Thread Rating:
Statistics & Probability Essentials — Data, Averages, Chance & Distributions
#1
Statistics & Probability Essentials — Data, Averages, Chance & Distributions

Statistics and probability help us understand data, make predictions, and measure uncertainty. 
From science and business to medicine and machine learning — these ideas appear everywhere.

This thread introduces the fundamentals in a simple, beginner-friendly way.

-----------------------------------------------------------------------

1. Types of Data

Qualitative (categorical): 
• colours 
• names 
• types 

Quantitative (numerical): 
Separated into:

Discrete data (whole numbers) 
Continuous data (any value in a range)

Examples: 
• number of goals scored → discrete 
• height, weight, temperature → continuous 

-----------------------------------------------------------------------

2. Averages (Measures of Central Tendency)

Mean: 
Add all values, divide by number of values.

Median: 
Middle value when data is ordered.

Mode: 
Most frequent value.

Range: 
Difference between max and min.

Example: 
Data: 4, 7, 9, 9, 12 
• mean = 41 / 5 = 8.2 
• median = 9 
• mode = 9 
• range = 12 − 4 = 8

-----------------------------------------------------------------------

3. Frequency Tables

Example:

| Score | Frequency |
|-------|-----------|
|  1  |    3    |
|  2  |    7    |
|  3  |    5    |

Total responses = 3 + 7 + 5 = 15

Mean from table:

Code:
(1×3 + 2×7 + 3×5) / 15 = 2.13

-----------------------------------------------------------------------

4. Representing Data

• bar charts 
• pie charts 
• histograms 
• line graphs 
• scatter graphs 

Scatter graphs: 
Used to show correlation.

Types of correlation:
• positive 
• negative 
• none 

-----------------------------------------------------------------------

5. Probability Basics

Probability always lies between 0 and 1.

0 = impossible 
1 = certain

Probability of an event:

Code:
P(event) = number of favourable outcomes / total outcomes

Example:
Rolling an even number on a dice = 3/6 = 1/2

-----------------------------------------------------------------------

6. Mutually Exclusive Events

If events cannot happen at the same time:

Code:
P(A or B) = P(A) + P(B)

Example:
Rolling a 1 or a 6 = 1/6 + 1/6 = 2/6

-----------------------------------------------------------------------

7. Independent Events

Events that do NOT affect each other:

Code:
P(A and B) = P(A) × P(B)

Example:
Flipping two coins: 
P(Heads then Heads) = 1/2 × 1/2 = 1/4

-----------------------------------------------------------------------

8. Conditional Probability (Simple Version)

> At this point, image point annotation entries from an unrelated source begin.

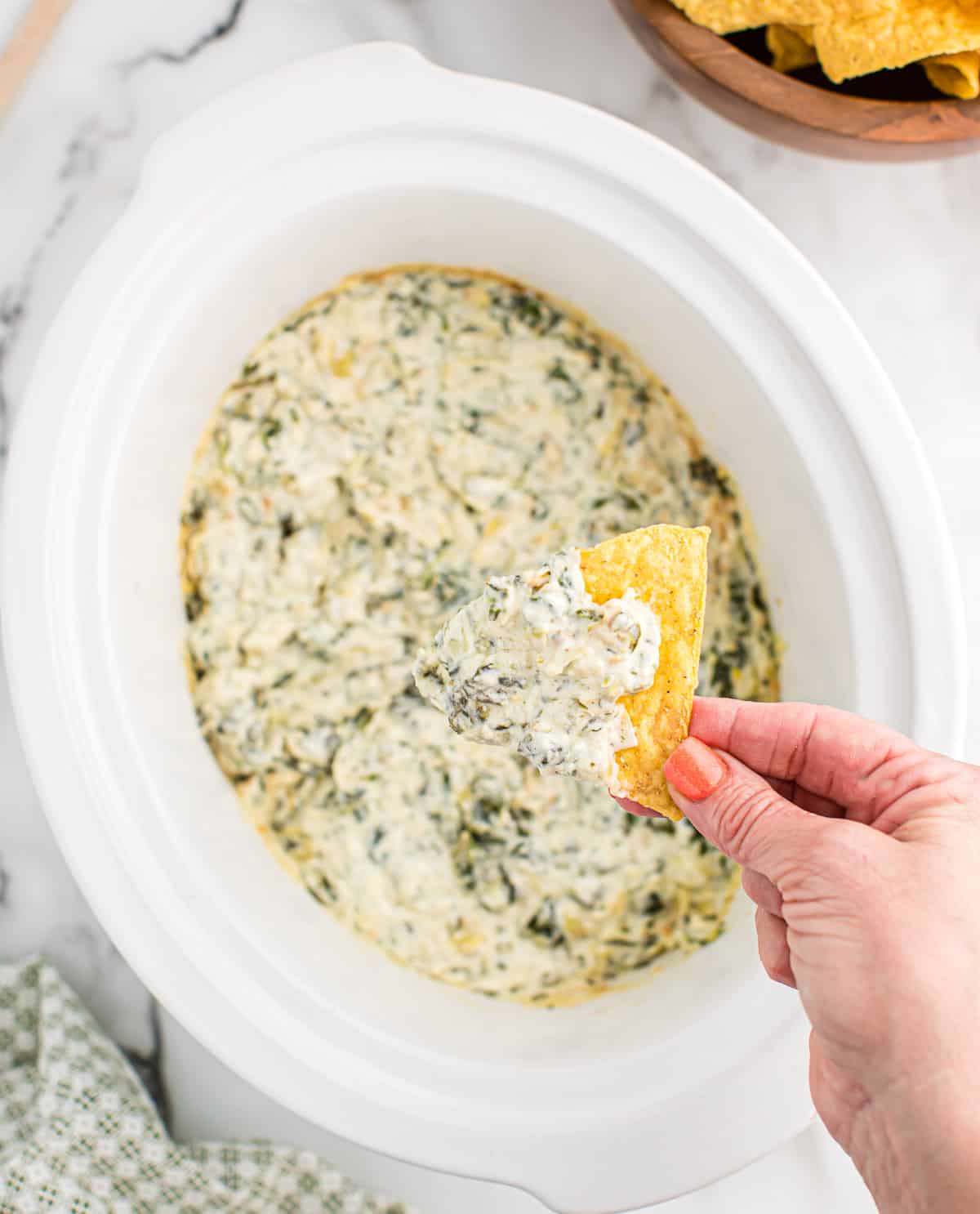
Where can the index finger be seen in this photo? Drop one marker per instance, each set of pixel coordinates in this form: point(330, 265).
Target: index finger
point(832, 754)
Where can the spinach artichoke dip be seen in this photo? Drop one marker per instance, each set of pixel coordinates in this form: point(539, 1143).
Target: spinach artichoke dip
point(537, 664)
point(380, 455)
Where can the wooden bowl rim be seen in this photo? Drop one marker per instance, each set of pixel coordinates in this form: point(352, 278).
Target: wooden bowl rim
point(865, 118)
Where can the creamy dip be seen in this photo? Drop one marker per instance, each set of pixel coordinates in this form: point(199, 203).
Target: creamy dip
point(380, 455)
point(537, 664)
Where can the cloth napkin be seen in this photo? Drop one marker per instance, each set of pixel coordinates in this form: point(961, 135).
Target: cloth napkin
point(79, 1134)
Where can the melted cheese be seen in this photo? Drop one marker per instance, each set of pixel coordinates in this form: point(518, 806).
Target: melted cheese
point(381, 454)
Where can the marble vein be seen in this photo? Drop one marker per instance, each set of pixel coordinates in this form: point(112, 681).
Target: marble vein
point(219, 30)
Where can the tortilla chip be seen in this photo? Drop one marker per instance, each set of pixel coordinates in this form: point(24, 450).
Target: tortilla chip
point(728, 16)
point(791, 47)
point(955, 74)
point(910, 30)
point(667, 567)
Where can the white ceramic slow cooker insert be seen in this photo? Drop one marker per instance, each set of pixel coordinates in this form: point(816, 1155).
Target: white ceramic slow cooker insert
point(355, 160)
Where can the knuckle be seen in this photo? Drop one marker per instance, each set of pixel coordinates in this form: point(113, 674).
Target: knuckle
point(744, 815)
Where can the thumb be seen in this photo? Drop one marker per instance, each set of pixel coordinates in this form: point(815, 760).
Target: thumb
point(739, 811)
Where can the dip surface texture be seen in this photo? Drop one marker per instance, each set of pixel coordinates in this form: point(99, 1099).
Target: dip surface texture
point(537, 666)
point(380, 455)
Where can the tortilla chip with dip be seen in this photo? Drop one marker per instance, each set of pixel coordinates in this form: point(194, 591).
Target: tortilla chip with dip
point(667, 567)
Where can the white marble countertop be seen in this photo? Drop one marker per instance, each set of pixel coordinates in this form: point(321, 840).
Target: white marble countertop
point(900, 245)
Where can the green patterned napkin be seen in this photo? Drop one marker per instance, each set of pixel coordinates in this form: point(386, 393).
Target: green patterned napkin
point(79, 1134)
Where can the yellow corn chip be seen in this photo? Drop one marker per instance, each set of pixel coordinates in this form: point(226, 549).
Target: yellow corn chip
point(791, 47)
point(727, 16)
point(890, 38)
point(667, 567)
point(956, 74)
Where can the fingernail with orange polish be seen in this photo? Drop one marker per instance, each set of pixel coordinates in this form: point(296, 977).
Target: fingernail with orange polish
point(694, 770)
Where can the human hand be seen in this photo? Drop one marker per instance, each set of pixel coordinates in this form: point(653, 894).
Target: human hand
point(862, 852)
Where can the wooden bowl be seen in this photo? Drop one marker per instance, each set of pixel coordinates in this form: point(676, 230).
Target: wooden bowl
point(804, 115)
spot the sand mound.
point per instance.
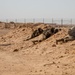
(21, 57)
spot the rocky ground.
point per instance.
(21, 57)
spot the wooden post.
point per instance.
(61, 21)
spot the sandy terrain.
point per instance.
(20, 57)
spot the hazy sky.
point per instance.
(37, 9)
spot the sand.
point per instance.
(20, 57)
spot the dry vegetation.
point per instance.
(20, 57)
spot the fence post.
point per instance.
(52, 21)
(33, 20)
(61, 21)
(15, 20)
(71, 21)
(7, 20)
(24, 20)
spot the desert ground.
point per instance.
(21, 57)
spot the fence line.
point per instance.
(41, 20)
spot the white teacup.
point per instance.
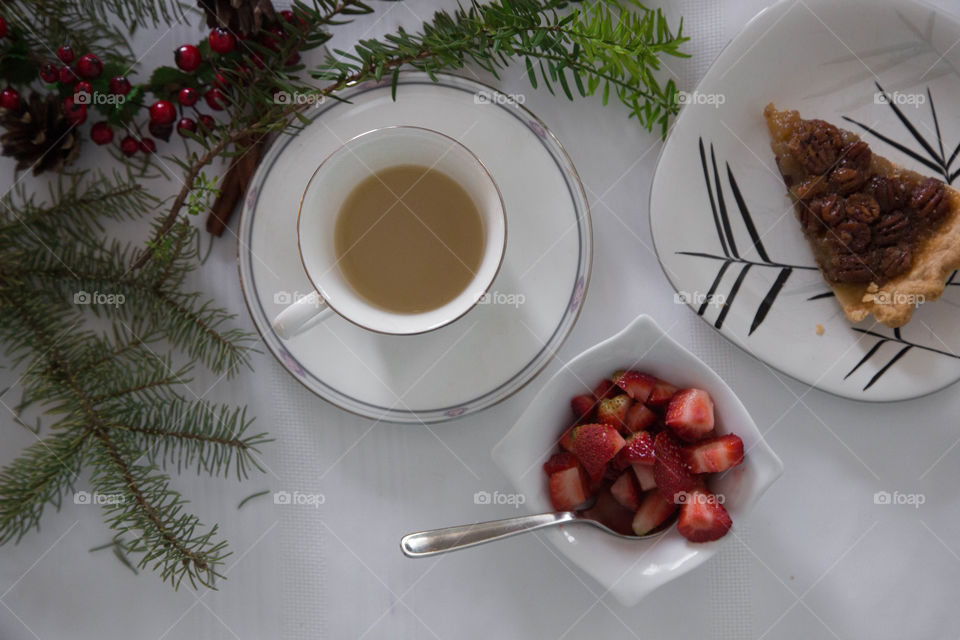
(320, 205)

Probability of A happening given B has already happened:

Code:
P(A|B)

Example: 
If 3 cards are red out of 5 total and you remove one red, the probabilities change.

-----------------------------------------------------------------------

9. Distributions (Beginner Overview)

Uniform distribution: 
All outcomes are equally likely (e.g., dice roll).

Normal distribution (bell curve): 
Real-life measurements often follow this:
• height 
• test scores 
• measurement errors 

Characteristics:
• symmetric 
• mean = median = mode 
• 68% of data within 1 standard deviation 
• 95% within 2 SD 

-----------------------------------------------------------------------

10. Standard Deviation (Spread of Data)

Measures how much data varies from the mean.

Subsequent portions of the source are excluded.